What is happening in China? When China unveiled its plan to urbanize over 250 million rural Chinese over the next dozen years, prestigious news outlets turned to Landesa, whose founder Roy Prosterman was 2009 Kravis Prize winner, for its expertise on land-rights issues.
In “China’s Great Uprooting,” an article that is part of a series by The New York Times on that nation’s changing identity, Gao Yu, the China country director for Landesa, offered commentary to the news outlet on some major concerns regarding China’s program.
Gao first spoke on the impulse to modernize, noting how “[t]here’s this feeling that we have to modernize, we have to urbanize and this is our national-development strategy.”
The speed of the development campaign is also a cause for concern as Gao Yu compares it, in the article, to the disastrous Maoist campaign in the 1950s: “It’s almost like another Great Leap Forward.”
That said, the new policy could also prevent local governments from forcibly taking over rural land. According to Bloomberg Businessweek, local officials provide limited compensation to the farmers, and then sell long-term leases to factory owners and real estate developers.

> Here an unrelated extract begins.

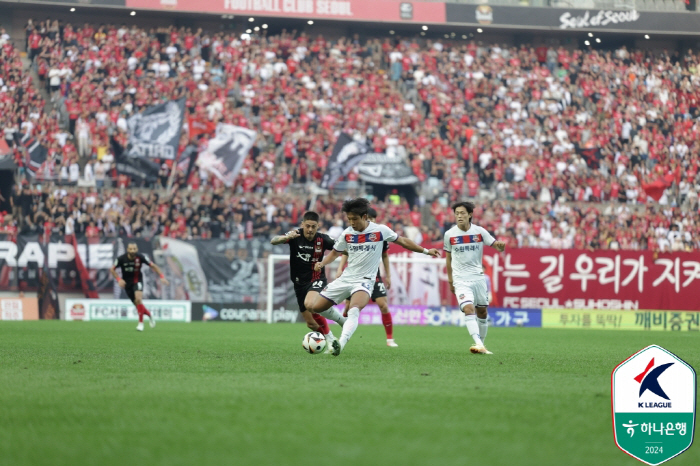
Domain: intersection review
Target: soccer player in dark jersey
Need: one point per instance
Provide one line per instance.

Li Ping, senior attorney at the Beijing office of Landesa, spoke on the motivations of local governments in an interview with Bloomberg: “Local governments have an incentive to push this distorted urbanization, to grab all that profit.” The modernization policy would increase the involvement of the federal government, which would remove and organize the incentives of the local government urbanization plans. As China’s ambitious agenda begins to be implemented, it is unclear whether it will be successful or damaging to that country’s future but it is clear that Landesa’s analysis on land-rights issues will continue to be timely and relevant.